I can see that you’ve put a lot of effort into this, and I think that if there were some way of reliably automating it I’d say “go for it.” And perhaps there’s just something I’m missing about all this!
But I’ll be entirely honest: this feels entirely overwhelming and overcomplicated relative to the value that it might provide, especially since it tries going for 200% implementation before we’ve even tried the prototypical 20% version: 7 vectors with 25 dimensions plus another vector with “68 values”. That’s an enormous ask.

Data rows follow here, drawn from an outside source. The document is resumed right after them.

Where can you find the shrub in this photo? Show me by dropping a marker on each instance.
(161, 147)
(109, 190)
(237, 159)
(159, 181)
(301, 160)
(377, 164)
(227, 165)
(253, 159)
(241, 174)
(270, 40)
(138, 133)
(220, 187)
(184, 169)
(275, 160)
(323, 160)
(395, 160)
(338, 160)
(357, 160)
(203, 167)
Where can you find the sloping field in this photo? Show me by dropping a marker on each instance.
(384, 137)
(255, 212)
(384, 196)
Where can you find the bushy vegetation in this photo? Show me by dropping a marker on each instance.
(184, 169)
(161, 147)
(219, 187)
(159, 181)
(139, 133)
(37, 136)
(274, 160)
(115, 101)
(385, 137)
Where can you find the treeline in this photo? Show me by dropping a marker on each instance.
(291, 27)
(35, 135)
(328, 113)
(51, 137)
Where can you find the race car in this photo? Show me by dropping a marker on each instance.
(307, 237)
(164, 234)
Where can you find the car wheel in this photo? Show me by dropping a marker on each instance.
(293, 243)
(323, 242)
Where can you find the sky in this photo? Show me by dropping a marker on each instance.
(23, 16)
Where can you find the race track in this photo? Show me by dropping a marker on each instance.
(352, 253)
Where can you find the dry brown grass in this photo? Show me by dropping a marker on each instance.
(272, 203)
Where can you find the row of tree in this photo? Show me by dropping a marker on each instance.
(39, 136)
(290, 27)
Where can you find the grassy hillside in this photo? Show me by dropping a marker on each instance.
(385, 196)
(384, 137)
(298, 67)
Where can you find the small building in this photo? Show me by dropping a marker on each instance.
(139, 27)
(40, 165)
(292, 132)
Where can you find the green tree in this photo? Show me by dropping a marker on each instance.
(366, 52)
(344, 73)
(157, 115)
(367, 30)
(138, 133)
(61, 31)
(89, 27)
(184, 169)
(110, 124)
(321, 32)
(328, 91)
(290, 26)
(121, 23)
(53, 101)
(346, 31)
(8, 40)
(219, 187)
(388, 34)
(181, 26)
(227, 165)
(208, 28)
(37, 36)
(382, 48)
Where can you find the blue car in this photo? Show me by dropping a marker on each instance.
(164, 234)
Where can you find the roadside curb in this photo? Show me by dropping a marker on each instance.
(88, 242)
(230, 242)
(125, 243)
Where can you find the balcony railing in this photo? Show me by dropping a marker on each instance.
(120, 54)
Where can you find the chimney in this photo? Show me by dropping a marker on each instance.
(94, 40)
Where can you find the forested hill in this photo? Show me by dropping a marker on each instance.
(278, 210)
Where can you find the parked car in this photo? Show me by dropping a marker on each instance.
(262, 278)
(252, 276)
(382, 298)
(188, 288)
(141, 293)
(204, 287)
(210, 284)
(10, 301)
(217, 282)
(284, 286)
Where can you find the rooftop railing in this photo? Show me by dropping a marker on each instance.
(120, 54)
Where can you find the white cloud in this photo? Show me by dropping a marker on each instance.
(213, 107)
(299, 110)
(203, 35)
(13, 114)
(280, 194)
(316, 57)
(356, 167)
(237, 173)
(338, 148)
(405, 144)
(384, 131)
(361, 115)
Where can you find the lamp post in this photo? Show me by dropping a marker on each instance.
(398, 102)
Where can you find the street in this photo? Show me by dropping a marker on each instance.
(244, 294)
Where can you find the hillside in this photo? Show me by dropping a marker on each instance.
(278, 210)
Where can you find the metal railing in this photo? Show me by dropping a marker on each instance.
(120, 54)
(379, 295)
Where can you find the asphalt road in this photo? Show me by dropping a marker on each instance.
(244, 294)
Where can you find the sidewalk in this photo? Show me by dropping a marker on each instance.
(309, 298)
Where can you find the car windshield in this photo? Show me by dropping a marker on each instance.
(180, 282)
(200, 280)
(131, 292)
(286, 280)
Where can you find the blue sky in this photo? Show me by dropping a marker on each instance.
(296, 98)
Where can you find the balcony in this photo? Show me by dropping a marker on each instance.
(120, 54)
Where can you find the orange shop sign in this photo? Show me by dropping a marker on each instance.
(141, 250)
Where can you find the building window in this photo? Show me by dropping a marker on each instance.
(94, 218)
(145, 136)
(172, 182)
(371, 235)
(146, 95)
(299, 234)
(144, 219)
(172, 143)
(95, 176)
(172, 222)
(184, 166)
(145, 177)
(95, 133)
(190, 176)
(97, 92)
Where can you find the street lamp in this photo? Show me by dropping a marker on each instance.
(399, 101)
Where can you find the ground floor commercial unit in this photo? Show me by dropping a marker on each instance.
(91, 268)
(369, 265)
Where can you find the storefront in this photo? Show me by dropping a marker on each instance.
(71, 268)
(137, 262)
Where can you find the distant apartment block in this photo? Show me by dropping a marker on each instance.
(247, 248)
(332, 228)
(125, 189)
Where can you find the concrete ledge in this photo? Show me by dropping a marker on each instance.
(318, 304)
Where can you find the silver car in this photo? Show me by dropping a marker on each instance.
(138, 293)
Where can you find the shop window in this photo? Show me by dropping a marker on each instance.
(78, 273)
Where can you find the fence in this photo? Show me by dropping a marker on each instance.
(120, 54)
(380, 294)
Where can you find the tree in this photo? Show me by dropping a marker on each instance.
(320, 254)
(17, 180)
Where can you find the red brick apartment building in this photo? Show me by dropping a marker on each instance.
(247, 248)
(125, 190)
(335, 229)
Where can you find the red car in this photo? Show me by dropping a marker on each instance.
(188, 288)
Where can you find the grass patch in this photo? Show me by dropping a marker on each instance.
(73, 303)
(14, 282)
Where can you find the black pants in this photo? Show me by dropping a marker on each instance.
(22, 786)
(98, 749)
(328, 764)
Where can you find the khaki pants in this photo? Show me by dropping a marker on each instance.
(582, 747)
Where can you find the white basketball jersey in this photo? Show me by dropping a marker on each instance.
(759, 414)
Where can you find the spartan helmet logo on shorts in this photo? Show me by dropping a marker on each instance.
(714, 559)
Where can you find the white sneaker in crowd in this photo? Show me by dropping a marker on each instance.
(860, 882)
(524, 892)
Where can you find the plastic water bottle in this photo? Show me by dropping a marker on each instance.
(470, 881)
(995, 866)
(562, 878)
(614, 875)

And it’s for the purpose of enabling “users to know where in the EA landscape” a post fits at a glance? 1) I don’t think it would accomplish that for most people; you’d still have to reason through where it fits in by thinking in your octo-vectorial space. 2) Does that really matter even if you do achieve it? 3) Is it not already possible to roughly understand where it fits—at least to the extent that such understanding would be valuable—by looking at the title, author, and tags? 4) I don’t think that objective rating will be as reliable/consistent as you hope—assuming people even try to provide all the metrics.
In contrast, I was expecting this article to talk about something like “the option to see narrower ratings such as ‘how interesting was this,’ ‘how clear was it’, ‘how valuable was it to the level that I understood it,’ etc.”
That seems plausibly implementable and still directly valuable for users.
Sure, what about 20% version 1) encouraging users to write collections and summaries of posts that they recommend—then, if I meet someone whose work or perspectives I like or would like to respond to it can be easier to learn and contribute if there is a summary and 2) tags under Longtermism: Human survival, Human agency, Human wellbeing, Sentience wellbeing, and Non-wellbeing objectives, and 3) ‘red’ tags which show in grey Repugnant Conclusion and Sadistic Conclusion?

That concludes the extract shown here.